In a message of congratulations following Sunday run-off elections in Brazil, Dr M’membe said Lula’s win would reshape Latin America and alter the balance of forces in the whole world.
“We are very delighted with the victory of President Lula, PT (Workers Party) and MST (Landless Workers Movement) over the extreme right wing forces represented by Bolsonaro. It’s a great victory whose ripples will touch all continents. It will help remake, reshape Latin America and alter the balance of forces in the whole world,” said Dr M’membe. “Today is not for many words, it is for celebration, rejoicing. For all that life has delt us, this is a big day, a happy day for us.

Great thanks to President Lula and all who exerted their efforts to make this victory possible. Congratulations dear Comrades!”
And President Hakainde Hichilema said he looks forward to “working together and enhance Zambia-Brazil relations”.
“Congratulations to Inacio Lula da Silva on being elected President of Brazil,” tweeted President Hichilema. “Looking forward to working together and enhance Zambia-Brazil relations and strengthen the partnership between our two nations.”
Lula received more than 60 million votes, the most in Brazilian history, breaking his own record from 2006.

This isn’t a victory of mine or the Workers’ Party… It’s the victory of a democratic movement that formed above political parties, personal interests and ideologies so that democracy came out victorious,” Lula told a cheering crowd of supporters in Sao Paulo on Sunday night.

The President-elect acknowledged that following such a tight race a challenge to his future mandate will be “immense,” and stressed that “it is necessary to rebuild the very soul of this country, recover generosity, solidarity, respect for differences and love for others.”

After a divisive campaign which saw two bitter rivals on opposite sides of the political spectrum go head to head, Lula won 50.9 per cent of the votes.

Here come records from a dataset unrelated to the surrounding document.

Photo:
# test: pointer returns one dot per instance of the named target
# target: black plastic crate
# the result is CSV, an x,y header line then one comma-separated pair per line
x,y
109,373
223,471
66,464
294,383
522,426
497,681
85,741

It was enough to beat Bolsonaro, whose supporters had been confident of victory.

According to BBC, it is a stunning comeback for a politician who could not run in the last presidential election in 2018 because he was in jail and banned from standing for office.
He had been found guilty of receiving a bribe from a Brazilian construction firm in return for contracts with Brazil’s state oil company Petrobras.

Lula spent 580 days in jail before his conviction was annulled and he returned to the political fray.

“They tried to bury me alive and here I am,” he said, kicking off his victory speech.

He struck a conciliatory tone, saying he would govern for all Brazilians and not just those who voted for him.

“This country needs peace and unity. This population doesn’t want to fight anymore,” he said. “Starting on January 1, 2023, I will govern for the 215 million Brazilians, not just the ones who voted for me. There are not two Brazils. We are one country, one people, one great nation.

Lula is a leftist former metal worker who ruled Brazil from from 2003-2010. His victory is the latest in a political wave across Latin America, with wins by left-leaning politicians in Argentina, Colombia and Chile.

Lula will take the reins of a country plagued by gross inequality that is still struggling to recover from the pandemic. Approximately 9.6 million people fell under the poverty line between 2019 and 2021, and literacy and school attendance rates have fallen. He will also be faced with a deeply fractured nation and urgent environmental issues, including rampant deforestation in the Amazon.